Lake Constance, a large lake on the border of Germany and Switzerland, has a peculiar record dating back to the 9th century. Two churches, one in either country, had a tradition of carrying a Madonna figure across the lake to the alternate church each year it froze.
Two other long records come from Canada’s Red and McKenzie rivers, which date back to the early 1700s and were kept because ice cover and open water were critical to the fur trade. Records from Grand Traverse Bay and Toronto Harbor, both on the shores of the Great Lakes, reflect their prominence as shipping ports.
Other records included in the study are from lakes Mendota, Monona and Geneva from Wisconsin; lakes Detroit and Minnetonka from Minnesota; lakes Oneida from New York and Moosehead from Maine; Lake Kallavesi from Finland; and the Angara River and Lake Baikal from eastern Russia.
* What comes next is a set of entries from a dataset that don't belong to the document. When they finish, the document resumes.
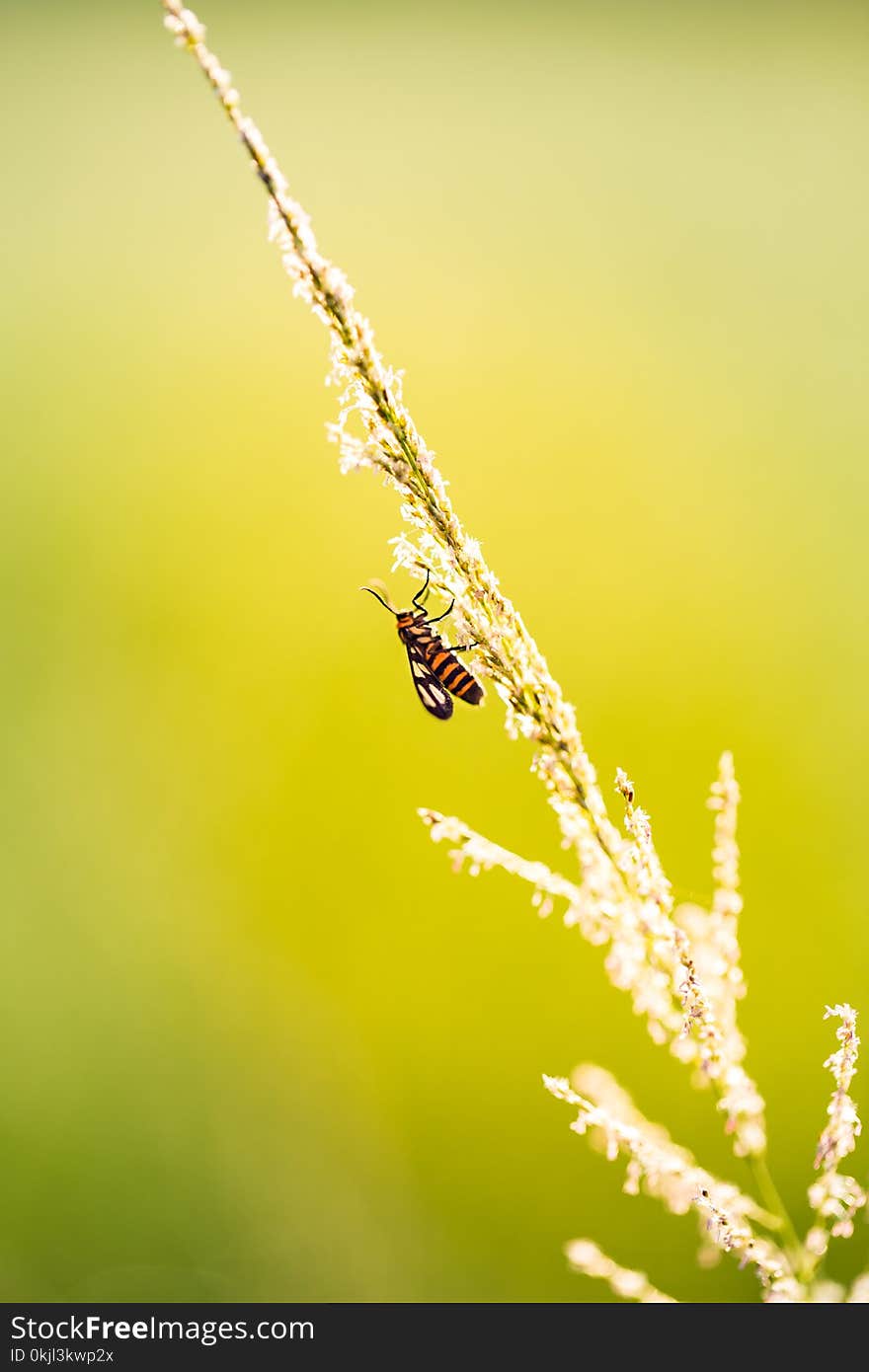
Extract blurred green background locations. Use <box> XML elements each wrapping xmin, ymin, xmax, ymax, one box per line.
<box><xmin>0</xmin><ymin>0</ymin><xmax>869</xmax><ymax>1301</ymax></box>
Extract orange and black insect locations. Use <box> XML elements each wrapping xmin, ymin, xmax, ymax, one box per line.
<box><xmin>362</xmin><ymin>572</ymin><xmax>483</xmax><ymax>719</ymax></box>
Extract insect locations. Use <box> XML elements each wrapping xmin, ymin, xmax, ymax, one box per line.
<box><xmin>362</xmin><ymin>572</ymin><xmax>483</xmax><ymax>719</ymax></box>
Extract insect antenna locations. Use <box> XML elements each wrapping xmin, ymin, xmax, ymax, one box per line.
<box><xmin>359</xmin><ymin>586</ymin><xmax>398</xmax><ymax>616</ymax></box>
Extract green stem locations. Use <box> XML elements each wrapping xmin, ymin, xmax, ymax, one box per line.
<box><xmin>746</xmin><ymin>1154</ymin><xmax>807</xmax><ymax>1281</ymax></box>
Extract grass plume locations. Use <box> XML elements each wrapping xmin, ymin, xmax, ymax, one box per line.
<box><xmin>162</xmin><ymin>0</ymin><xmax>869</xmax><ymax>1302</ymax></box>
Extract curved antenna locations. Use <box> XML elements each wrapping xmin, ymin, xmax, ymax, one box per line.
<box><xmin>359</xmin><ymin>586</ymin><xmax>398</xmax><ymax>618</ymax></box>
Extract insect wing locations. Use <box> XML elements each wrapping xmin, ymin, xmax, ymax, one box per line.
<box><xmin>405</xmin><ymin>643</ymin><xmax>453</xmax><ymax>719</ymax></box>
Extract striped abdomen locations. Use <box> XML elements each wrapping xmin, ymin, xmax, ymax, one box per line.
<box><xmin>397</xmin><ymin>611</ymin><xmax>483</xmax><ymax>705</ymax></box>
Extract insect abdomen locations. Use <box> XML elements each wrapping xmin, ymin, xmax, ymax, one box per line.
<box><xmin>420</xmin><ymin>638</ymin><xmax>483</xmax><ymax>705</ymax></box>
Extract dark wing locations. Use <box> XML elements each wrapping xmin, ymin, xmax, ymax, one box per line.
<box><xmin>405</xmin><ymin>641</ymin><xmax>453</xmax><ymax>719</ymax></box>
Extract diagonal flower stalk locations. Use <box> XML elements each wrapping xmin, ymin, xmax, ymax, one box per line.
<box><xmin>161</xmin><ymin>0</ymin><xmax>865</xmax><ymax>1302</ymax></box>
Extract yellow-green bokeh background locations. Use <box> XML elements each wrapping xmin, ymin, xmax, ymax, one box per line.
<box><xmin>0</xmin><ymin>0</ymin><xmax>869</xmax><ymax>1301</ymax></box>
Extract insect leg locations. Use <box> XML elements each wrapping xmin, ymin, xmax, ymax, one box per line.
<box><xmin>426</xmin><ymin>595</ymin><xmax>456</xmax><ymax>624</ymax></box>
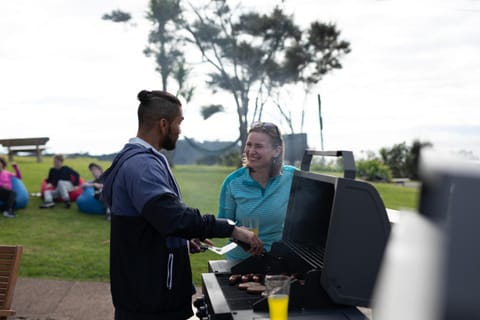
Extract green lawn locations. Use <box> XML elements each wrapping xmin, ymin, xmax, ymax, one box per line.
<box><xmin>0</xmin><ymin>157</ymin><xmax>418</xmax><ymax>285</ymax></box>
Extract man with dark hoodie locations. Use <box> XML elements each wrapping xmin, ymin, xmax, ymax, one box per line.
<box><xmin>102</xmin><ymin>90</ymin><xmax>263</xmax><ymax>320</ymax></box>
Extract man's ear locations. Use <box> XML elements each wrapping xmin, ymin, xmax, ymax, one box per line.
<box><xmin>158</xmin><ymin>118</ymin><xmax>168</xmax><ymax>134</ymax></box>
<box><xmin>273</xmin><ymin>146</ymin><xmax>282</xmax><ymax>158</ymax></box>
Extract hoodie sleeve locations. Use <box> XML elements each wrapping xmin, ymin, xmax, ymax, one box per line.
<box><xmin>142</xmin><ymin>194</ymin><xmax>234</xmax><ymax>239</ymax></box>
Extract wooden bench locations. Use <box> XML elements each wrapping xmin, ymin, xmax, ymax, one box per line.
<box><xmin>0</xmin><ymin>137</ymin><xmax>50</xmax><ymax>162</ymax></box>
<box><xmin>0</xmin><ymin>245</ymin><xmax>22</xmax><ymax>320</ymax></box>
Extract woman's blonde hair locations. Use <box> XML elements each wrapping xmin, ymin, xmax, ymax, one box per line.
<box><xmin>242</xmin><ymin>122</ymin><xmax>284</xmax><ymax>177</ymax></box>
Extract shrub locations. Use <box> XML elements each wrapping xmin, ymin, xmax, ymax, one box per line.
<box><xmin>356</xmin><ymin>159</ymin><xmax>392</xmax><ymax>182</ymax></box>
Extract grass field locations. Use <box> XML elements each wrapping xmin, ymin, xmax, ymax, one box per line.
<box><xmin>0</xmin><ymin>157</ymin><xmax>418</xmax><ymax>285</ymax></box>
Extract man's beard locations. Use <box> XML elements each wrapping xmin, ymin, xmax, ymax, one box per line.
<box><xmin>162</xmin><ymin>129</ymin><xmax>177</xmax><ymax>151</ymax></box>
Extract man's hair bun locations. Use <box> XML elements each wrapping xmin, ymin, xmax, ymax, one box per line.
<box><xmin>137</xmin><ymin>90</ymin><xmax>152</xmax><ymax>103</ymax></box>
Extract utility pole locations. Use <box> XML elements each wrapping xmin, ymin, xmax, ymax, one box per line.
<box><xmin>317</xmin><ymin>94</ymin><xmax>324</xmax><ymax>151</ymax></box>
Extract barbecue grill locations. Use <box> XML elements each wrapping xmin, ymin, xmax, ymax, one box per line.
<box><xmin>194</xmin><ymin>150</ymin><xmax>390</xmax><ymax>319</ymax></box>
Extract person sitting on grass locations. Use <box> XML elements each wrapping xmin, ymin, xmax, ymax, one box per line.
<box><xmin>82</xmin><ymin>162</ymin><xmax>103</xmax><ymax>200</ymax></box>
<box><xmin>40</xmin><ymin>154</ymin><xmax>80</xmax><ymax>209</ymax></box>
<box><xmin>0</xmin><ymin>157</ymin><xmax>22</xmax><ymax>218</ymax></box>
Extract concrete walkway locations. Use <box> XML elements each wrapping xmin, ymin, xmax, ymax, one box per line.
<box><xmin>9</xmin><ymin>278</ymin><xmax>202</xmax><ymax>320</ymax></box>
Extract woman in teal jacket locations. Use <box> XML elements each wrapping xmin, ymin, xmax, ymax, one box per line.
<box><xmin>218</xmin><ymin>122</ymin><xmax>296</xmax><ymax>259</ymax></box>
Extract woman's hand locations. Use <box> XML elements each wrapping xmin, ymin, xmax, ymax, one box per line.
<box><xmin>232</xmin><ymin>227</ymin><xmax>265</xmax><ymax>256</ymax></box>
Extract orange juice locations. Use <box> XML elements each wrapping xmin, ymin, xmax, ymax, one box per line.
<box><xmin>268</xmin><ymin>294</ymin><xmax>288</xmax><ymax>320</ymax></box>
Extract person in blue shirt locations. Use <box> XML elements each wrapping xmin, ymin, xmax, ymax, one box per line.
<box><xmin>102</xmin><ymin>90</ymin><xmax>263</xmax><ymax>320</ymax></box>
<box><xmin>218</xmin><ymin>122</ymin><xmax>296</xmax><ymax>259</ymax></box>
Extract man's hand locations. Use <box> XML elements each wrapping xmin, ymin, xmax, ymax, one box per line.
<box><xmin>190</xmin><ymin>239</ymin><xmax>213</xmax><ymax>253</ymax></box>
<box><xmin>232</xmin><ymin>227</ymin><xmax>265</xmax><ymax>256</ymax></box>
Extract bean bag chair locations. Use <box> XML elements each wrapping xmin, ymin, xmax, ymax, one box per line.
<box><xmin>0</xmin><ymin>177</ymin><xmax>28</xmax><ymax>209</ymax></box>
<box><xmin>40</xmin><ymin>177</ymin><xmax>84</xmax><ymax>202</ymax></box>
<box><xmin>77</xmin><ymin>187</ymin><xmax>107</xmax><ymax>214</ymax></box>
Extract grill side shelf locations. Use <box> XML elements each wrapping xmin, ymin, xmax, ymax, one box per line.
<box><xmin>202</xmin><ymin>273</ymin><xmax>232</xmax><ymax>320</ymax></box>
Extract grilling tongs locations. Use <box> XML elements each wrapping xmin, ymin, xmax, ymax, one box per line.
<box><xmin>200</xmin><ymin>239</ymin><xmax>265</xmax><ymax>255</ymax></box>
<box><xmin>200</xmin><ymin>242</ymin><xmax>238</xmax><ymax>255</ymax></box>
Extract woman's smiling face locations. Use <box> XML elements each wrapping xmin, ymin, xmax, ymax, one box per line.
<box><xmin>245</xmin><ymin>132</ymin><xmax>279</xmax><ymax>170</ymax></box>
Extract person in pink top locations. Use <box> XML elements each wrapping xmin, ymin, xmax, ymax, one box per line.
<box><xmin>0</xmin><ymin>156</ymin><xmax>22</xmax><ymax>218</ymax></box>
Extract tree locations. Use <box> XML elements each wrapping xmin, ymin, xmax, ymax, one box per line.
<box><xmin>143</xmin><ymin>0</ymin><xmax>194</xmax><ymax>101</ymax></box>
<box><xmin>102</xmin><ymin>0</ymin><xmax>194</xmax><ymax>101</ymax></box>
<box><xmin>380</xmin><ymin>140</ymin><xmax>432</xmax><ymax>180</ymax></box>
<box><xmin>182</xmin><ymin>1</ymin><xmax>350</xmax><ymax>150</ymax></box>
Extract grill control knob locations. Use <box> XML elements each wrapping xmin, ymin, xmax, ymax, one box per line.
<box><xmin>193</xmin><ymin>295</ymin><xmax>205</xmax><ymax>309</ymax></box>
<box><xmin>195</xmin><ymin>305</ymin><xmax>208</xmax><ymax>319</ymax></box>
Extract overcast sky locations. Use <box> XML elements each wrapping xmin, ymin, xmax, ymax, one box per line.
<box><xmin>0</xmin><ymin>0</ymin><xmax>480</xmax><ymax>157</ymax></box>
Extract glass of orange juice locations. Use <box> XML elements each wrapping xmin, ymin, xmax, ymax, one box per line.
<box><xmin>240</xmin><ymin>216</ymin><xmax>259</xmax><ymax>237</ymax></box>
<box><xmin>265</xmin><ymin>275</ymin><xmax>290</xmax><ymax>320</ymax></box>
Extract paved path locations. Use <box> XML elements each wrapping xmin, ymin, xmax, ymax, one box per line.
<box><xmin>9</xmin><ymin>278</ymin><xmax>202</xmax><ymax>320</ymax></box>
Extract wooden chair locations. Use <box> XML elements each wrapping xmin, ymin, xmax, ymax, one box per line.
<box><xmin>0</xmin><ymin>245</ymin><xmax>22</xmax><ymax>320</ymax></box>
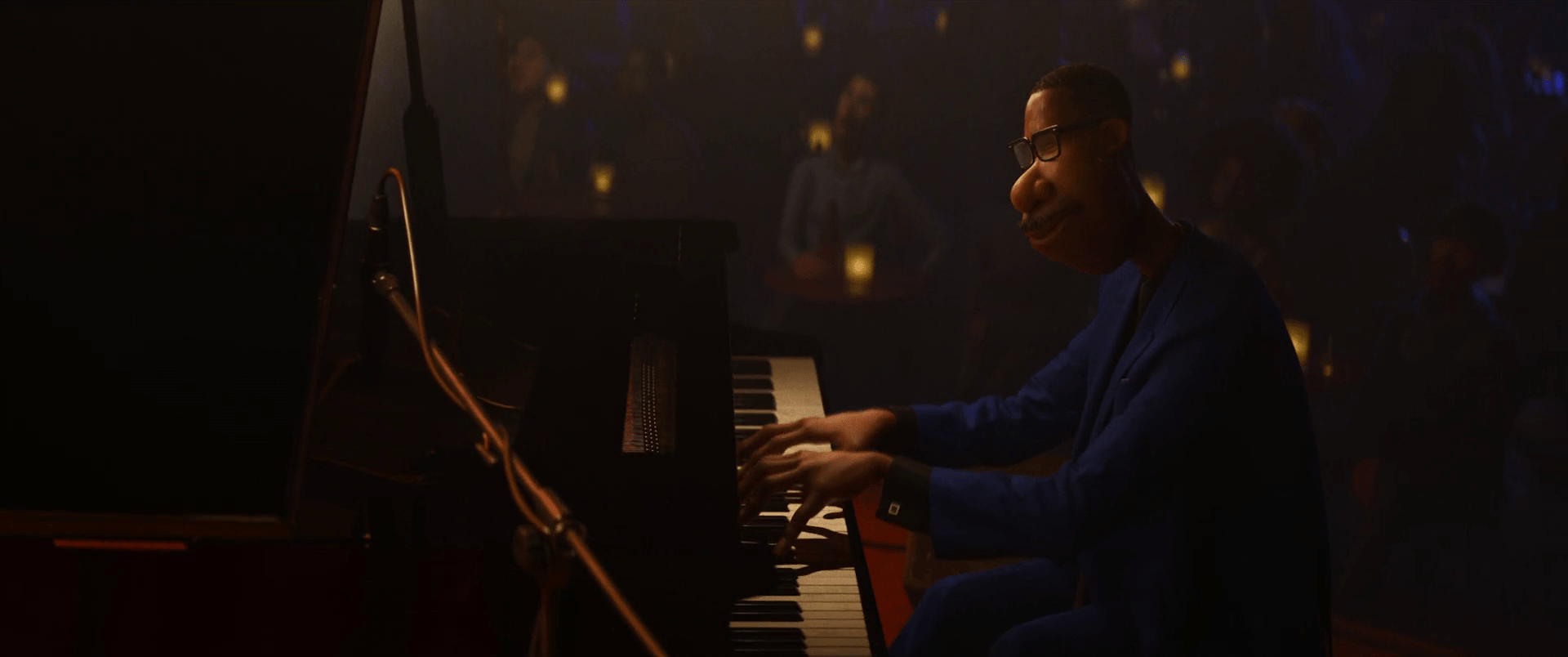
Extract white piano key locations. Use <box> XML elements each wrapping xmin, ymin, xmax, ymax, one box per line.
<box><xmin>729</xmin><ymin>619</ymin><xmax>866</xmax><ymax>637</ymax></box>
<box><xmin>746</xmin><ymin>592</ymin><xmax>866</xmax><ymax>613</ymax></box>
<box><xmin>798</xmin><ymin>583</ymin><xmax>861</xmax><ymax>596</ymax></box>
<box><xmin>806</xmin><ymin>637</ymin><xmax>872</xmax><ymax>654</ymax></box>
<box><xmin>806</xmin><ymin>643</ymin><xmax>872</xmax><ymax>657</ymax></box>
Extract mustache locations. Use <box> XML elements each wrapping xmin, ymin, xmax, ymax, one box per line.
<box><xmin>1018</xmin><ymin>203</ymin><xmax>1084</xmax><ymax>239</ymax></box>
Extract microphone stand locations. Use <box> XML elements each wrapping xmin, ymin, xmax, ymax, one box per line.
<box><xmin>367</xmin><ymin>169</ymin><xmax>668</xmax><ymax>657</ymax></box>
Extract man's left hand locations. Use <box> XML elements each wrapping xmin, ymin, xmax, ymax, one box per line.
<box><xmin>740</xmin><ymin>450</ymin><xmax>892</xmax><ymax>558</ymax></box>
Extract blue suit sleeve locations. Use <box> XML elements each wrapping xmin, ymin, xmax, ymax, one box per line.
<box><xmin>908</xmin><ymin>324</ymin><xmax>1096</xmax><ymax>467</ymax></box>
<box><xmin>929</xmin><ymin>296</ymin><xmax>1251</xmax><ymax>560</ymax></box>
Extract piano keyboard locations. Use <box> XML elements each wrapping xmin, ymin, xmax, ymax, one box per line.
<box><xmin>729</xmin><ymin>356</ymin><xmax>873</xmax><ymax>657</ymax></box>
Another finding in the study, based on the 184 ice records from 1950 to 1995, showed the variability in freeze and breakup dates increased in the last three decades. Magnuson says it might be related to intensification of global climate drivers such as the El Nino /La Nina effects in the Pacific Ocean.
Magnuson says the ecological effects of global warming are only beginning to be studied. But studies already exist that have shown the northern ranges of some butterflies and birds have been extending northward.